Judul: Kerumunan Terakhir
Penulis: Okky Madasari
Penerbit: PT Gramedia Pustaka Utama
Tahun Terbit: 2016
Bahasa: Bahasa Indonesia
Jumlah Halaman: 357 halaman

--- [] ---

Menurut peringkat, kecepatan internet di Indonesia terletak di dua paling bontot di Asia Tenggara. Namun anehnya, Indonesia memiliki pengguna media sosial paling banyak. Dua fakta yang kontradiktif tapi masuk akal untuk dighibahin dan ditelaah secara ilmiah.
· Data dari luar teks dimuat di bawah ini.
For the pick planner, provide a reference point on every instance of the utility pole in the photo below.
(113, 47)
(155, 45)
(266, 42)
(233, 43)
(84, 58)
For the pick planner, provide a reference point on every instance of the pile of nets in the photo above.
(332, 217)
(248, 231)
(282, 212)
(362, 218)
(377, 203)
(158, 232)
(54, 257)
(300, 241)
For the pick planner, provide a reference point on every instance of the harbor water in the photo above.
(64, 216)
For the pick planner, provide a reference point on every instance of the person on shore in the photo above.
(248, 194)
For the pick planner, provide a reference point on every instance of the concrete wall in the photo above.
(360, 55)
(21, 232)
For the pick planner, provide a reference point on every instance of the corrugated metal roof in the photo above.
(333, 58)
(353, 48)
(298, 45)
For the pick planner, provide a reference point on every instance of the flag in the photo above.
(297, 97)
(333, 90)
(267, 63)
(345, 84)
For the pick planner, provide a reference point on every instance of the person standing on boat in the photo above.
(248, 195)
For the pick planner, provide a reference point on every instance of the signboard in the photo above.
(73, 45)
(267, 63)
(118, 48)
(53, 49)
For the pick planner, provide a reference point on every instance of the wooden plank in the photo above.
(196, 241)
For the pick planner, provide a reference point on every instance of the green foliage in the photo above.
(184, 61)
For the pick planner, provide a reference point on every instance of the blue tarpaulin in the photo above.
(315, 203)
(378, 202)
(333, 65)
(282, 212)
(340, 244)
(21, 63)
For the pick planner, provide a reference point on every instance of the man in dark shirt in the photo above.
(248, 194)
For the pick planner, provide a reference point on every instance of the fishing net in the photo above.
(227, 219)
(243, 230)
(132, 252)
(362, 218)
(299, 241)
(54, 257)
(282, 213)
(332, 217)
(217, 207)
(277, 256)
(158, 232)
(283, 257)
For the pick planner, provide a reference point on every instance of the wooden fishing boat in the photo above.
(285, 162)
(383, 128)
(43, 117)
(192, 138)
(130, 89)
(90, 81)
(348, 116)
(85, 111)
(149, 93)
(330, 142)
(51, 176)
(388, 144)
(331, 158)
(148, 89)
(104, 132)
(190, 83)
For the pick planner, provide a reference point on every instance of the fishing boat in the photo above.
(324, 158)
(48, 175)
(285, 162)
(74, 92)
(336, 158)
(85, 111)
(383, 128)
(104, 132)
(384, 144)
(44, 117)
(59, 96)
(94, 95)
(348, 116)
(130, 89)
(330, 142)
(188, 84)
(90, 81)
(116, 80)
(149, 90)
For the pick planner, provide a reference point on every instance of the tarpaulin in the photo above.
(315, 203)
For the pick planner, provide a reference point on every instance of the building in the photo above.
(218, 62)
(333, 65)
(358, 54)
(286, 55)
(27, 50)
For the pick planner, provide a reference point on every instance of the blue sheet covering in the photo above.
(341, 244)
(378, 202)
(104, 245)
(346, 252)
Dan pilihan ghibah buku kali ini adalah salah satu buku favorit saya yaitu Kerumunan Terakhir karya Mbak Okky Madasari. Penulis dari Magetan, Jawa Timur.

--- [] ---

Mayang: Hi, Mbak Okky. Asl pls? F/M? BB/TB?

Mbak Okky: ...

Mayang: Loh, mbak. Ini kan bukunya tentang medsos-medsosan. Harusnya kita ghibahin bukunya mbak dengan obrolan ala-ala chatting di medsos dong. Biar afdol!

Mbak Okky: *ketawa satire* Ya udah. Nama saya Okky Madasari. Asal Magetan. Perempuan. BB dan TB rahasia ya. Perempuan mana yang suka ditanya BB dan TB-nya? Emangnya lagi ujian masuk sekolah kedinasan?

Mayang: Hehehe. Kan biasanya anak Friendster dan mIRC begitu, mbak.

Mbak Okky: Oh, maaf. Saya bukan tim kedua medsos tersebut. Jadi awam.

Mayang: Emang Mbak Okky mainnya medsos apa?

Mbak Okky: Yahoo Koprol sama Nimbuzz.

Mayang: Hm... Umur memang nggak bisa bohong.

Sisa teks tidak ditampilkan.